Meditaciones de Adviento
Considera como el Verbo eterno es aquel Dios infinitamente feliz en sí mismo; de manera que su felicidad no puede ser ya más grande, ni la salvación de todos los hombres podía aumentarla, ni disminuirla cosa alguna. Y con todo, ha hecho, y padecido tanto por salvar a nosotros, miserables gusanos, que si su bienaventuranza (dice santo Tomás) hubiese dependido de la del hombre, no habría podido padecer ni sufrir más.
Y en verdad, si Jesucristo no pudiera haber sido bienaventurado sin redimirnos ¿cómo hubiera podido humillarse más de lo que se ha humillado, hasta tomar sobre sí nuestras enfermedades, los abatimientos de la infancia, las miserias de la vida humana, y una muerte tan cruel e ignominiosa?

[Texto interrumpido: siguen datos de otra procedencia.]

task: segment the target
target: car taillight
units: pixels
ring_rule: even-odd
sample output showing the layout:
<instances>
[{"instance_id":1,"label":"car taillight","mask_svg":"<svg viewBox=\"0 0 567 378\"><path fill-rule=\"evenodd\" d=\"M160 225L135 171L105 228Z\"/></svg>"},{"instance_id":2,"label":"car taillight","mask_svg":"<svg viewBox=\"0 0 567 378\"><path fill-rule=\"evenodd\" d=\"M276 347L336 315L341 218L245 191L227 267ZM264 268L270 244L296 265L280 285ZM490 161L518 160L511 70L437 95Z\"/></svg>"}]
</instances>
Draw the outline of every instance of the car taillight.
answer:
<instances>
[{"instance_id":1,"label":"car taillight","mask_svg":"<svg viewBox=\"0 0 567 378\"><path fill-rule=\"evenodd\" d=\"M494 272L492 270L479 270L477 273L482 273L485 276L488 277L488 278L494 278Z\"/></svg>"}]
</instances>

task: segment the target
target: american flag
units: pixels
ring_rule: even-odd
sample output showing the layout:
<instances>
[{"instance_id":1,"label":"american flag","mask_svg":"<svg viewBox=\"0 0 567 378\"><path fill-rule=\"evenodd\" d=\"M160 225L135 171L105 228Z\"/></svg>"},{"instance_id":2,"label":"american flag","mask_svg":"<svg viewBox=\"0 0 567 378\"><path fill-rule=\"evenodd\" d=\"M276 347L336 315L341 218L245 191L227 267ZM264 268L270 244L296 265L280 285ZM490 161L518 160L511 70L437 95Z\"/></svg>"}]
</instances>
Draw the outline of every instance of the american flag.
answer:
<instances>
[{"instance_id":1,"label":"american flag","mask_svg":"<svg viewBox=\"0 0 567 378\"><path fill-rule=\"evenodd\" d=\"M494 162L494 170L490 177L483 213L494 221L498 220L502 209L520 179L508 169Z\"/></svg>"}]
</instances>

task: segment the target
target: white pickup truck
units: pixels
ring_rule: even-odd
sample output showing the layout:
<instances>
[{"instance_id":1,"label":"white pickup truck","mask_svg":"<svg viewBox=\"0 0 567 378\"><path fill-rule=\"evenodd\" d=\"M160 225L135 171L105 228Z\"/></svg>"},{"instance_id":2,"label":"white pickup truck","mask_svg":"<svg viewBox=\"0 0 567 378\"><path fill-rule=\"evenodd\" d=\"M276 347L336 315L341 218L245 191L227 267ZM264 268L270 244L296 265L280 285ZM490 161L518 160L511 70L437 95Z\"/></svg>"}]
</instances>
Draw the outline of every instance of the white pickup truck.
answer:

Solo un Dios era capaz de amar con tanto exceso a nosotros, miserables pecadores, que éramos tan indignos de ser amados. Dice un devoto autor, que si Jesucristo nos hubiese permitido pedirle las pruebas más grandes de su amor, ¿quién jamás se habría atrevido a demandarle que se hiciese niño como nosotros, que se vistiese de todas nuestras miserias, y además fuese el más pobre entre todos los hombres, el más vilipendiado y el más maltratado, hasta morir por manos de verdugos y a fuerza de tormentos sobre un infame patíbulo, maldecido y abandonado de todos, hasta de su mismo Padre que desampara el Hijo, por no dejarnos sepultados en nuestras ruinas?
Pero lo que nosotros no nos habríamos ni aun atrevido a pensar, el Hijo de Dios lo pensó, y lo ha ejecutado. Desde niño se ha sacrificado por nosotros a las penas, a los oprobios y a la muerte. Nos ha amado, y por amor se nos ha dado a sí mismo, a fin de que ofreciéndole por víctima al Padre en satisfacción de nuestras deudas, podamos por sus méritos alcanzar de la bondad divina cuantas gracias deseemos: víctima más estimada al Padre, que si le fuesen ofrecidas las de todos los hombres, y de todos los Ángeles. Ofrezcamos, pues, nosotros siempre a Dios los méritos de Jesucristo, y por ellos pidamos y esperemos todo bien.